The first thing you’ll notice about the Vision Pro is the chassis, which evokes a pair of high-end ski goggles. A tinted, continuous front panel wraps around the wearer's eyes, acting as a lens and concealing a fan that draws air through the headset to cool the electronics inside.

Around the back of the Vision Pro, there's a band that can be easily swapped out, and a dial for adjusting the tightness of the headset. Zeiss worked in partnership with Apple to create magnetic lenses for prescription wearers.

Image Credits: Apple

Unlike some AR headsets on the market, the Vision Pro's battery pack isn't built into the device itself. A wire running from the rear connects to a battery pack, which provides up to two hours of use. Or Vision Pro wearers can plug into the wall for an extended experience.

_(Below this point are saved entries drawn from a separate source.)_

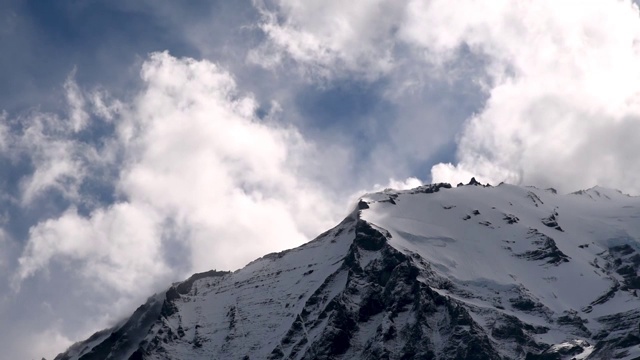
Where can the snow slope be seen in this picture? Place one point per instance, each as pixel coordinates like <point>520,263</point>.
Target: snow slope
<point>473,272</point>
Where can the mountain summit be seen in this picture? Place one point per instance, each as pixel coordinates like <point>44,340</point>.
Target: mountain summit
<point>436,272</point>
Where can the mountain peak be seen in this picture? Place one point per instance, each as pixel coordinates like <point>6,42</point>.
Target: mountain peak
<point>435,272</point>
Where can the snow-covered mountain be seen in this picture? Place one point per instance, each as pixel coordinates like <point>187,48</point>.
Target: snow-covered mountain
<point>437,272</point>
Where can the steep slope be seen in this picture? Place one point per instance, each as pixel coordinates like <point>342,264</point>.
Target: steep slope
<point>436,272</point>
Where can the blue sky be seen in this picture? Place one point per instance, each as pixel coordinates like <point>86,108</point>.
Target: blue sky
<point>143,141</point>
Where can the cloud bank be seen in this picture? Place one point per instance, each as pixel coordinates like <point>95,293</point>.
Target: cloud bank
<point>199,181</point>
<point>560,78</point>
<point>203,165</point>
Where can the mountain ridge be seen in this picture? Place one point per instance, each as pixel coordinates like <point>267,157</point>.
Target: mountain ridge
<point>435,272</point>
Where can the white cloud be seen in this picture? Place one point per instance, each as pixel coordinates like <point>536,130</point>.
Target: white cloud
<point>197,163</point>
<point>561,77</point>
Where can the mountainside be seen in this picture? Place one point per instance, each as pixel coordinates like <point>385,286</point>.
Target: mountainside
<point>473,272</point>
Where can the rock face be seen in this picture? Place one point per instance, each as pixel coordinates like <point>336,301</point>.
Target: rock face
<point>436,272</point>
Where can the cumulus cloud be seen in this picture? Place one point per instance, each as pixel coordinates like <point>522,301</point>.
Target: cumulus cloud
<point>560,77</point>
<point>200,172</point>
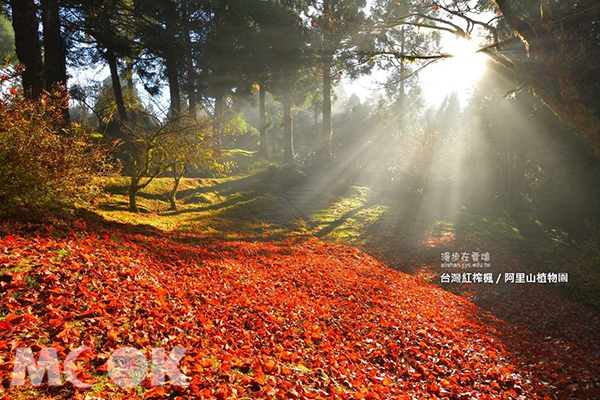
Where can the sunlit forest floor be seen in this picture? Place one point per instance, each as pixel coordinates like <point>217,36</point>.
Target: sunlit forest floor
<point>268,202</point>
<point>253,275</point>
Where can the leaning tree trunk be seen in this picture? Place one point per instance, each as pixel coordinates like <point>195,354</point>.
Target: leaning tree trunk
<point>171,67</point>
<point>262,117</point>
<point>27,45</point>
<point>173,192</point>
<point>133,189</point>
<point>116,82</point>
<point>288,147</point>
<point>55,65</point>
<point>326,135</point>
<point>191,71</point>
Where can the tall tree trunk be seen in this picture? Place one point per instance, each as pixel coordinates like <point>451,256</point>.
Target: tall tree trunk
<point>326,135</point>
<point>172,76</point>
<point>133,189</point>
<point>173,192</point>
<point>129,74</point>
<point>288,148</point>
<point>191,71</point>
<point>27,45</point>
<point>262,117</point>
<point>55,64</point>
<point>54,48</point>
<point>116,82</point>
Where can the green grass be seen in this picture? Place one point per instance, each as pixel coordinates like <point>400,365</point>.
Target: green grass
<point>262,200</point>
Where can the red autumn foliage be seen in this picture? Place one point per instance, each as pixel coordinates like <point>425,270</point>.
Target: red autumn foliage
<point>299,319</point>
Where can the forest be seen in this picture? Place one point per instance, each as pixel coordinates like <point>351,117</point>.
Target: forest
<point>300,199</point>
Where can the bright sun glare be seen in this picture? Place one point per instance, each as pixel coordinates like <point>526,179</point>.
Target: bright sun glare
<point>457,73</point>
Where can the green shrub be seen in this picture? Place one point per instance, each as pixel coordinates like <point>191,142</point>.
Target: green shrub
<point>45,163</point>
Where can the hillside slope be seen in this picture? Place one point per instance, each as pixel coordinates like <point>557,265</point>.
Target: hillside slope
<point>296,319</point>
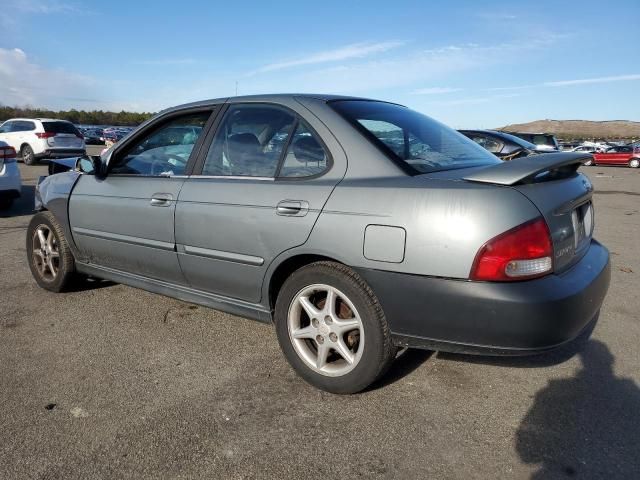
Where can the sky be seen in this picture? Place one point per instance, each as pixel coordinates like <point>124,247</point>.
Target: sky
<point>469,64</point>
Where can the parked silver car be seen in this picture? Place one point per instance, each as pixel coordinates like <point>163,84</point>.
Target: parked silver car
<point>356,226</point>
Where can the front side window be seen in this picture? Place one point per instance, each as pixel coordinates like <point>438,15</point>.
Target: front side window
<point>249,142</point>
<point>305,156</point>
<point>491,144</point>
<point>415,141</point>
<point>164,151</point>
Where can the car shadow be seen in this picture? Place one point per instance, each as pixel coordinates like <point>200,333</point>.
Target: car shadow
<point>24,205</point>
<point>83,284</point>
<point>586,426</point>
<point>406,362</point>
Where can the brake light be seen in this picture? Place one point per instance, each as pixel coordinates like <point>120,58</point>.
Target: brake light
<point>521,253</point>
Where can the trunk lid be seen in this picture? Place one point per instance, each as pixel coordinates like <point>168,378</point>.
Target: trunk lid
<point>561,194</point>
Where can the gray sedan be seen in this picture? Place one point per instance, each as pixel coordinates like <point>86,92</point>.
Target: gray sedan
<point>357,227</point>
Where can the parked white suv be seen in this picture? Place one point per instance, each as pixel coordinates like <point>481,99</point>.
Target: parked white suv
<point>36,138</point>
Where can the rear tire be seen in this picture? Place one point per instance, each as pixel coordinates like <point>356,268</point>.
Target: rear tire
<point>50,259</point>
<point>341,347</point>
<point>5,203</point>
<point>28,157</point>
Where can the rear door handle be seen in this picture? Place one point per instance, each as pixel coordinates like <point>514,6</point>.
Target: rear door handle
<point>292,208</point>
<point>161,199</point>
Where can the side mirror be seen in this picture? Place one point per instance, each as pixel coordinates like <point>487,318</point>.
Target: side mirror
<point>90,165</point>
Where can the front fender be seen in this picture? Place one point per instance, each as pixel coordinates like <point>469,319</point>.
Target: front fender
<point>52,193</point>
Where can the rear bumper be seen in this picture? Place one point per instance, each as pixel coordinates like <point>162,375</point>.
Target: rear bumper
<point>493,318</point>
<point>61,153</point>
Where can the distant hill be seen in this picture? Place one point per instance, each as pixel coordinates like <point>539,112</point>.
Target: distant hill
<point>580,129</point>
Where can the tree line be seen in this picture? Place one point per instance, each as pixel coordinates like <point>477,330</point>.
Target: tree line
<point>82,117</point>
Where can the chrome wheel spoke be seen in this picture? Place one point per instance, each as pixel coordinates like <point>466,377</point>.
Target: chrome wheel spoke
<point>309,307</point>
<point>344,351</point>
<point>330,303</point>
<point>41,237</point>
<point>306,332</point>
<point>346,325</point>
<point>323,353</point>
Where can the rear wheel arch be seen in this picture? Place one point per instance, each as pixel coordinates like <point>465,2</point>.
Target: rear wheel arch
<point>286,268</point>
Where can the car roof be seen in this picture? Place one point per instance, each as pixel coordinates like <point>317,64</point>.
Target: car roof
<point>268,98</point>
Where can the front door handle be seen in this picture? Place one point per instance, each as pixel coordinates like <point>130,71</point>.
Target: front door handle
<point>161,199</point>
<point>292,208</point>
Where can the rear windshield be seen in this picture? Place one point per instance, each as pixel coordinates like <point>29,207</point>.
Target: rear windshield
<point>60,127</point>
<point>419,143</point>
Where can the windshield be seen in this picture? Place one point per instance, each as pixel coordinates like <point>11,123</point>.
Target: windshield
<point>60,127</point>
<point>421,144</point>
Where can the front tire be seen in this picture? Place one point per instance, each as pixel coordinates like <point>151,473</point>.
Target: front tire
<point>50,258</point>
<point>28,157</point>
<point>332,329</point>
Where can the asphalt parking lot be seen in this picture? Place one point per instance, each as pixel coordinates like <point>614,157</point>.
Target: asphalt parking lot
<point>113,382</point>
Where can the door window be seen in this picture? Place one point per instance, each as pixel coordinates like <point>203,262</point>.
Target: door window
<point>249,142</point>
<point>305,156</point>
<point>164,151</point>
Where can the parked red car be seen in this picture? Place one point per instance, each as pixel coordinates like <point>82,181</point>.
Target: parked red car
<point>625,155</point>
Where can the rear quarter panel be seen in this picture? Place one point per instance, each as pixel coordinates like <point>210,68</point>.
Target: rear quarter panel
<point>446,222</point>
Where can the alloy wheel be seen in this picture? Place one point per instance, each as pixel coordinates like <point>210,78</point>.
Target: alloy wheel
<point>45,253</point>
<point>325,330</point>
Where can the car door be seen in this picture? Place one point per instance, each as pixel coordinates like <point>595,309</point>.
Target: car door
<point>125,221</point>
<point>257,191</point>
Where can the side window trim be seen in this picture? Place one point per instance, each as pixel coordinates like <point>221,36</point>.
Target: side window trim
<point>158,124</point>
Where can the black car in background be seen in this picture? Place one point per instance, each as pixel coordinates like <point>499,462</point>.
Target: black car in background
<point>503,145</point>
<point>92,136</point>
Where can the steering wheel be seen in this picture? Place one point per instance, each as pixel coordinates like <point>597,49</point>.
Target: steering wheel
<point>162,165</point>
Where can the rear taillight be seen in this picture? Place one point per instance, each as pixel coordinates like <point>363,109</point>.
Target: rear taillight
<point>521,253</point>
<point>7,155</point>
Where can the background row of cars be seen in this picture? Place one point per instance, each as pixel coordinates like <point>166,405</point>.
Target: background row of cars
<point>512,145</point>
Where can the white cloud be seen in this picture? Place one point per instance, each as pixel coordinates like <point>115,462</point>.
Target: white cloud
<point>356,50</point>
<point>435,90</point>
<point>42,6</point>
<point>568,83</point>
<point>584,81</point>
<point>166,62</point>
<point>23,82</point>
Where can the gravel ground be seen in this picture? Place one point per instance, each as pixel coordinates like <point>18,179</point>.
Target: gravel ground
<point>113,382</point>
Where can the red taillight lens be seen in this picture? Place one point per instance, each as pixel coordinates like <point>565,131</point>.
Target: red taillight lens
<point>521,253</point>
<point>7,153</point>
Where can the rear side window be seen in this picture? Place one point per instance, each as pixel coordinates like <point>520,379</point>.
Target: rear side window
<point>416,142</point>
<point>249,142</point>
<point>305,156</point>
<point>60,127</point>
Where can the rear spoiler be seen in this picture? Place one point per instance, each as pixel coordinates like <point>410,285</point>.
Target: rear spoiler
<point>527,169</point>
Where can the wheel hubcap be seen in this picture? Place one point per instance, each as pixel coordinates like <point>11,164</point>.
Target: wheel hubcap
<point>45,255</point>
<point>325,330</point>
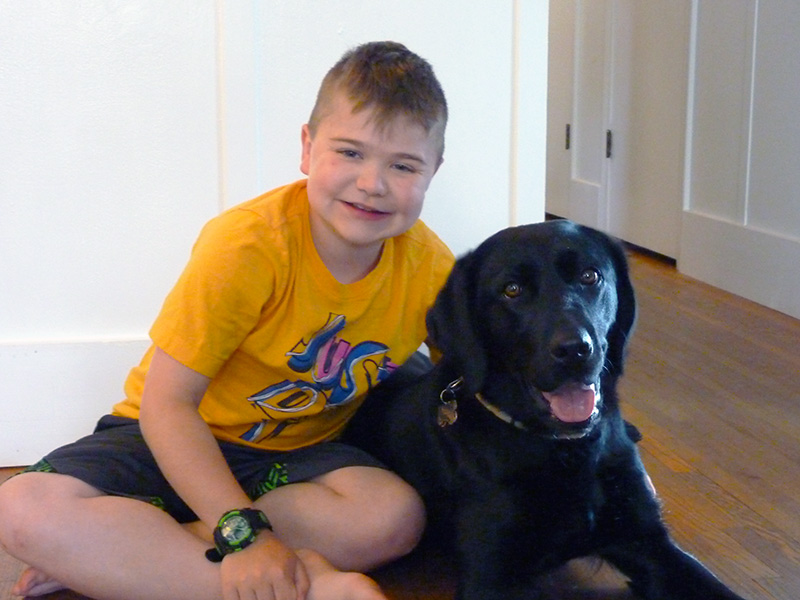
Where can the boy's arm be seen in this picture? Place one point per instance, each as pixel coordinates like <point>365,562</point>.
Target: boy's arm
<point>190,458</point>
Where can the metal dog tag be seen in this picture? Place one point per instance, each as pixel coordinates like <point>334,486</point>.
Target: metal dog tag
<point>448,413</point>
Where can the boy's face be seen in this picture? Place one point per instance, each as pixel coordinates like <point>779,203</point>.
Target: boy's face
<point>365,183</point>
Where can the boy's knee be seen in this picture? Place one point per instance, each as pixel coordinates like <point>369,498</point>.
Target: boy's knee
<point>28,503</point>
<point>17,511</point>
<point>399,527</point>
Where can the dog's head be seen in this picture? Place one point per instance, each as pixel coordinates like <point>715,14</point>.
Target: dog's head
<point>537,319</point>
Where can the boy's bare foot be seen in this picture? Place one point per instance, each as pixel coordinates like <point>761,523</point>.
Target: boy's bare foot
<point>34,582</point>
<point>329,584</point>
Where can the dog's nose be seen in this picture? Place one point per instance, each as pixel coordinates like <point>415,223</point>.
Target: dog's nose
<point>572,348</point>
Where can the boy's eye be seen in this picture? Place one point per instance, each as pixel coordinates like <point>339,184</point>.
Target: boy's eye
<point>405,168</point>
<point>347,153</point>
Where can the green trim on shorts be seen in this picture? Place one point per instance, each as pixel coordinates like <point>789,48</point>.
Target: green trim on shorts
<point>277,477</point>
<point>41,467</point>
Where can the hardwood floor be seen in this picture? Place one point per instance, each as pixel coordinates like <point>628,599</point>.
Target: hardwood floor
<point>713,382</point>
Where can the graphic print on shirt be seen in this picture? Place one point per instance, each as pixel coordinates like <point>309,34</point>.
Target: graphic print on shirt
<point>333,367</point>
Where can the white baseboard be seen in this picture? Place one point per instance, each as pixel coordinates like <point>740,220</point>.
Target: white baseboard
<point>53,393</point>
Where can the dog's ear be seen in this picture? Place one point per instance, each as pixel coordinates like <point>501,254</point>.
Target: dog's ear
<point>626,310</point>
<point>452,321</point>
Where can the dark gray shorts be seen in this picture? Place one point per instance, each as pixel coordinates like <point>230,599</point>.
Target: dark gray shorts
<point>116,460</point>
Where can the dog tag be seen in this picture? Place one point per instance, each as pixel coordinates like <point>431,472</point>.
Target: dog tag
<point>448,413</point>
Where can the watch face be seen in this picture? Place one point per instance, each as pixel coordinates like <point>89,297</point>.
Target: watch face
<point>236,529</point>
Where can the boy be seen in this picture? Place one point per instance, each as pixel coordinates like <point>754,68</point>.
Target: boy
<point>291,307</point>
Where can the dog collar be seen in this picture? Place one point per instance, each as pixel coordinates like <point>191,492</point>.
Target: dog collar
<point>447,413</point>
<point>499,413</point>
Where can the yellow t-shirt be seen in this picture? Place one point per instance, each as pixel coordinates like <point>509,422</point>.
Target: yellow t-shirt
<point>290,350</point>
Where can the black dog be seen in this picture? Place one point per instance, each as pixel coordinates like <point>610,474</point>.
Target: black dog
<point>515,439</point>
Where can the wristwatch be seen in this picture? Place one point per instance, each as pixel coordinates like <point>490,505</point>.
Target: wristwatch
<point>236,530</point>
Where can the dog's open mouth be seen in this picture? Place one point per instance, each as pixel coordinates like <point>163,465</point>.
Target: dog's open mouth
<point>573,403</point>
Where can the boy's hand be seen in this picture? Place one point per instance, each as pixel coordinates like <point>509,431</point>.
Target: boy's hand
<point>265,570</point>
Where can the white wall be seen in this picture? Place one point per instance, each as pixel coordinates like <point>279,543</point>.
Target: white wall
<point>126,125</point>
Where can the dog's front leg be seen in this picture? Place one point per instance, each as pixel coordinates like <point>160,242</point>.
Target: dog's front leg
<point>495,555</point>
<point>660,570</point>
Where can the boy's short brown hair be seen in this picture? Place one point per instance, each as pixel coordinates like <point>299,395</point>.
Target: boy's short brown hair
<point>389,78</point>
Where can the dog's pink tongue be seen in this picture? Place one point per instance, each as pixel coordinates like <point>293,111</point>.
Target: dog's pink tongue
<point>572,403</point>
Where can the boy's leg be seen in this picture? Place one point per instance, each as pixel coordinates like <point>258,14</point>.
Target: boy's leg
<point>112,547</point>
<point>357,517</point>
<point>102,546</point>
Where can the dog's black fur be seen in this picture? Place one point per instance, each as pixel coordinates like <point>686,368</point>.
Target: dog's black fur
<point>534,309</point>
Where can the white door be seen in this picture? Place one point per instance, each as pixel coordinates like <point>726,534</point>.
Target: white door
<point>578,111</point>
<point>741,224</point>
<point>617,76</point>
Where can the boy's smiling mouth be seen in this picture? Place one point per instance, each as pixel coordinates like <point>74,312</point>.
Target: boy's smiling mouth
<point>366,209</point>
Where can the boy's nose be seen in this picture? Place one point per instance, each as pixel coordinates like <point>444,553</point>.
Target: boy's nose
<point>371,181</point>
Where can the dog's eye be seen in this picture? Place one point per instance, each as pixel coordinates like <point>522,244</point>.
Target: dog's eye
<point>512,290</point>
<point>590,277</point>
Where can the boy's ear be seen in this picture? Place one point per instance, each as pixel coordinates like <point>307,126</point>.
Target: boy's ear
<point>305,140</point>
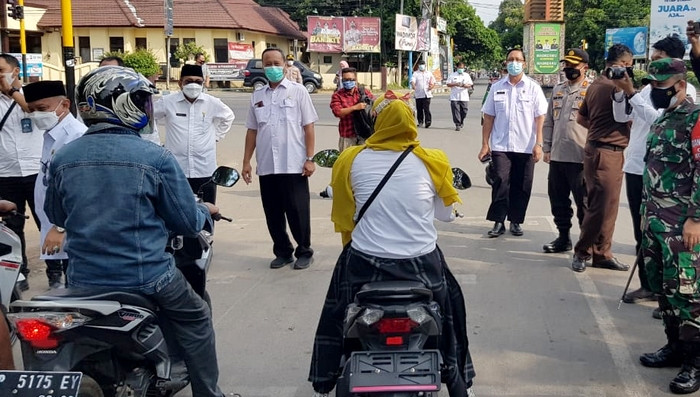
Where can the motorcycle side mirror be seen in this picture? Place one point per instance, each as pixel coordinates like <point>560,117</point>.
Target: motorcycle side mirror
<point>326,158</point>
<point>225,176</point>
<point>460,179</point>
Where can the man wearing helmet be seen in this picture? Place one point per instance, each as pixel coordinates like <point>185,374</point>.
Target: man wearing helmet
<point>140,190</point>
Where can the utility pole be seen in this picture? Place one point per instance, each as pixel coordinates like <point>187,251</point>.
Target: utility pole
<point>168,7</point>
<point>68,50</point>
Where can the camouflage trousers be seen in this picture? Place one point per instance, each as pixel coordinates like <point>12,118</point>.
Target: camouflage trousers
<point>672,271</point>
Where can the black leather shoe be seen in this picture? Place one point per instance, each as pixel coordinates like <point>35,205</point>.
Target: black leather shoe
<point>612,264</point>
<point>639,295</point>
<point>667,356</point>
<point>516,229</point>
<point>687,381</point>
<point>578,264</point>
<point>303,262</point>
<point>561,244</point>
<point>498,229</point>
<point>280,261</point>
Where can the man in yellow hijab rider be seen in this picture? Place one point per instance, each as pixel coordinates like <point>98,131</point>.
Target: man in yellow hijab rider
<point>394,240</point>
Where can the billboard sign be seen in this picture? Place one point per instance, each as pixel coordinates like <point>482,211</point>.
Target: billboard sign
<point>669,17</point>
<point>406,33</point>
<point>362,34</point>
<point>634,38</point>
<point>547,47</point>
<point>325,34</point>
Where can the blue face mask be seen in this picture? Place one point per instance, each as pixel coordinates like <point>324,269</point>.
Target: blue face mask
<point>274,73</point>
<point>515,68</point>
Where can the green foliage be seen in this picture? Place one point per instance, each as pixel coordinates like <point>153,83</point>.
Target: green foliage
<point>509,23</point>
<point>141,60</point>
<point>186,52</point>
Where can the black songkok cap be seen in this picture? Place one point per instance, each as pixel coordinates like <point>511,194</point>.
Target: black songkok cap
<point>43,89</point>
<point>191,70</point>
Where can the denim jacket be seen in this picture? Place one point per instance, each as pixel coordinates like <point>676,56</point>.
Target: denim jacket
<point>118,195</point>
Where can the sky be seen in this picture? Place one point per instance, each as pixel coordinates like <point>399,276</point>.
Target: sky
<point>487,10</point>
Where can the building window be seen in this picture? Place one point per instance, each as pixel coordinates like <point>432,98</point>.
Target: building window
<point>140,42</point>
<point>221,50</point>
<point>116,44</point>
<point>84,48</point>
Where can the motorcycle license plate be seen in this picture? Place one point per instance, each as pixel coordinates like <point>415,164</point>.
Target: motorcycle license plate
<point>39,383</point>
<point>394,371</point>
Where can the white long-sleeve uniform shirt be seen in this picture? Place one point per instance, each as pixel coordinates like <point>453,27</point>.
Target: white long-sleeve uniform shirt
<point>192,130</point>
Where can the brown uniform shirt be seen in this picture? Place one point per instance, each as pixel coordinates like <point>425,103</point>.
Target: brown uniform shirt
<point>597,108</point>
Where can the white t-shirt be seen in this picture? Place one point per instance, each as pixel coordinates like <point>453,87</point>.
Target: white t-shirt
<point>399,222</point>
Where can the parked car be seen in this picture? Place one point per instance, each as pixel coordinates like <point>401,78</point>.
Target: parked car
<point>254,75</point>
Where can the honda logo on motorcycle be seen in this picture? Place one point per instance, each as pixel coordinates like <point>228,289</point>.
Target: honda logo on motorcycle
<point>129,316</point>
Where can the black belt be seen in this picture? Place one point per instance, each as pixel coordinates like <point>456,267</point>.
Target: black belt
<point>601,145</point>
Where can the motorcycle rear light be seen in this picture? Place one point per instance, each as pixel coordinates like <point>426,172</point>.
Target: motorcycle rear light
<point>370,316</point>
<point>395,325</point>
<point>37,333</point>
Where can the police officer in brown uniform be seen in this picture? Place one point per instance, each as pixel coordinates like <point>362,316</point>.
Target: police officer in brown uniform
<point>564,140</point>
<point>602,167</point>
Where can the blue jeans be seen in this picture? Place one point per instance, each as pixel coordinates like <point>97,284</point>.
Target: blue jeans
<point>190,320</point>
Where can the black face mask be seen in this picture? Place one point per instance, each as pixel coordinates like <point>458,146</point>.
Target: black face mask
<point>572,73</point>
<point>661,97</point>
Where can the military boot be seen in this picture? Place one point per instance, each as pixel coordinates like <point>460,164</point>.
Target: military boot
<point>671,355</point>
<point>688,379</point>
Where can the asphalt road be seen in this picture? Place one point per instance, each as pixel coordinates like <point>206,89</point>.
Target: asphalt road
<point>536,328</point>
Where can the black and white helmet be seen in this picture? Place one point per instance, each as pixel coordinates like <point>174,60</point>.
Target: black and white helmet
<point>116,95</point>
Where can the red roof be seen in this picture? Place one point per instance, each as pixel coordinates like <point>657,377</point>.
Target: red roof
<point>200,14</point>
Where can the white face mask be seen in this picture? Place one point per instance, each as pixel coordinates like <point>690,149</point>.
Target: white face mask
<point>45,120</point>
<point>192,90</point>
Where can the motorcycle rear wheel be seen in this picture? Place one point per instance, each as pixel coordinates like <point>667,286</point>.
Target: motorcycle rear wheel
<point>89,388</point>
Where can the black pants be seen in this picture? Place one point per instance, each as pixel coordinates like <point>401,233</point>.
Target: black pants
<point>634,185</point>
<point>423,111</point>
<point>20,190</point>
<point>459,112</point>
<point>208,190</point>
<point>564,179</point>
<point>286,199</point>
<point>510,191</point>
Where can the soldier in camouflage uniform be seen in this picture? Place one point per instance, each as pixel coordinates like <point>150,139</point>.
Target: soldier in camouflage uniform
<point>671,204</point>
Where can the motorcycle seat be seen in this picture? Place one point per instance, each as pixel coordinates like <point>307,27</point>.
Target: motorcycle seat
<point>392,291</point>
<point>123,297</point>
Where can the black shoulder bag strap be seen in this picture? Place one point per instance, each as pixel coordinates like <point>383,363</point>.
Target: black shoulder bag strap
<point>383,182</point>
<point>7,114</point>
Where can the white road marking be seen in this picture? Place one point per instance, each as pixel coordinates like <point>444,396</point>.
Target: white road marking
<point>626,368</point>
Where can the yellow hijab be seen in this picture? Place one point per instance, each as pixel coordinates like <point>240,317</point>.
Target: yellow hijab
<point>394,129</point>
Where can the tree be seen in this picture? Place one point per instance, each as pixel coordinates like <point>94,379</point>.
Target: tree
<point>509,23</point>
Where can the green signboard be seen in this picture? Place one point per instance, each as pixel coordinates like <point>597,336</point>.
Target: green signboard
<point>547,47</point>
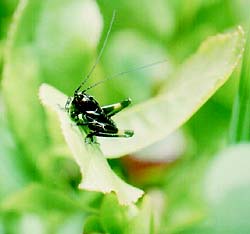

One presumes that the displays suck up most of the power. The Vision Pro has two (plus an external panel), one for each eye, with 23 million pixels across both. A custom 3D lens ensures that the UI always remains within view, while features like HDR and "wide color" deliver an ostensibly superior image.

Image Credits: Apple

IR cameras inside of the Vision Pro track your eyes, while downward-facing cameras on the exterior of the chassis track hands. A third set of sensors — lidar sensors — sense objects around the Vision Pro in real time, tracking their positions.

All of the Vision Pro's sensors — 23 in total, including a dozen cameras, five sensors and six mics — feed into the R1, a new Apple-originated chip designed to "eliminate lag" and stream images to the headset's display "eight times faster than the blink of an eye" (as per Apple PR).

Image Credits: Apple

The R1 also enables EyeSight, a feature of the Vision Pro that projects a live feed of the wearer's eyes to the aforementioned external display. It has the effect of making the headset look transparent — at least in pre-recorded videos. The jury's out on how well it works in practice, of course.

The software powering the Vision Pro is visionOS, which Apple describes as "the first OS designed for the ground up for spatial computing" — "spatial computing" being Apple's phrase of choice for AR and virtual reality experiences. At the architecture level, visionOS shares core blocks in common with MacOS and iOS but adds a "real-time subsystem" for processing interactive visuals on the Vision Pro.

Image Credits: Apple

The three-dimensional interface of visionOS frees apps from the boundaries of a traditional display so that they can appear side by side at different scales. The UI responds dynamically to natural light, casting shadows to help communicate scale and distance.

At launch, visionOS will feature apps — including Unity apps, which run natively on the Vision Pro — from Adobe (specifically Lightroom), Microsoft (Office) and other major developers. There's medical software for looking at renders of anatomy and an engineering app for visualizing physics phenomena, like airflow, on top of real-world objects.

Image Credits: Apple

You’ll get those apps and more from a brand-new app store, which is launching simultaneously with the Vision Pro. Beyond apps, over 100 Apple Arcade titles will be available to play on VisionOS on "day one," Apple says.

At least one iOS mainstay will make the jump to visionOS: FaceTime. On the Vision Pro, FaceTime will work by creating a 3D avatar of your face pieced together from scans. Teams, Webex and Zoom will also support 3D avatars.

The Vision Pro won't be available for a while — not until "early next year," Apple says — and won't come cheap. Priced at $3,499, the Vision Pro is significantly more expensive than even the most pessimistic rumors suggested.

On the plus side, customers who book an appointment in an Apple Store will get a demo and a chance to personalize their fit before they buy the Vision Pro. Given the price, I’d say the red carpet treatment is warranted.